Improve Offline Chat Model Experience

khoj-ai / khoj

Your AI second brain. Get answers to your questions, whether they be online or in your own notes. Use online AI models (e.g gpt4) or private, local LLMs (e.g llama3). Self-host locally or use our cloud instance. Access from Obsidian, Emacs, Desktop app, Web or Whatsapp.

https://khoj.dev

GNU Affero General Public License v3.0

12.64k stars 640 forks source link

Improve Offline Chat Model Experience #494

Closed debanjum closed 11 months ago

debanjum commented 11 months ago

a85ff94 Make offline chat model user configurable. Use filename of any GPT4All supported model like below:

...
processor:
conversation:
  enable-offline-chat: true
  offline-chat-model: wizardlm-13b-v1.1-superhot-8k.ggmlv3.q4_0.bin
...

d1ff812 Run GPT4All Chat Model on GPU, when available via GPT4All Vulcan support
13b16a4 Use default Llama 2 supported by GPT4All
Make tokenizer and max-prompt-size of chat model user configurable.
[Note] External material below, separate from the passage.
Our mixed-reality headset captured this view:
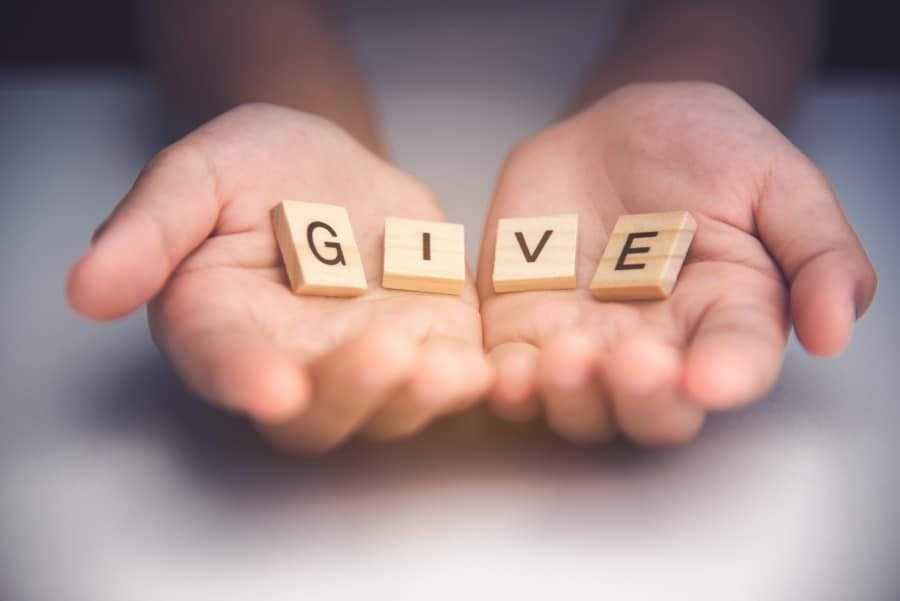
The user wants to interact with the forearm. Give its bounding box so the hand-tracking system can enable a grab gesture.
[142,0,383,154]
[573,0,823,122]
E.g When using chat models not in this pre-defined list that support larger context window or a different tokenizer.

Closes #406

sabaimran commented 11 months ago

Great to be using built-in support for Llama V2 via GPT4All going forward! A little confused about the PR description. You said "Make offline chat model user configurable", but it's still limited to only Llama V2, unless I'm missing something. What did you mean by that?

Closes #406

debanjum commented 11 months ago

You said "Make offline chat model user configurable", but it's still limited to only Llama V2, unless I'm missing something. What did you mean by that?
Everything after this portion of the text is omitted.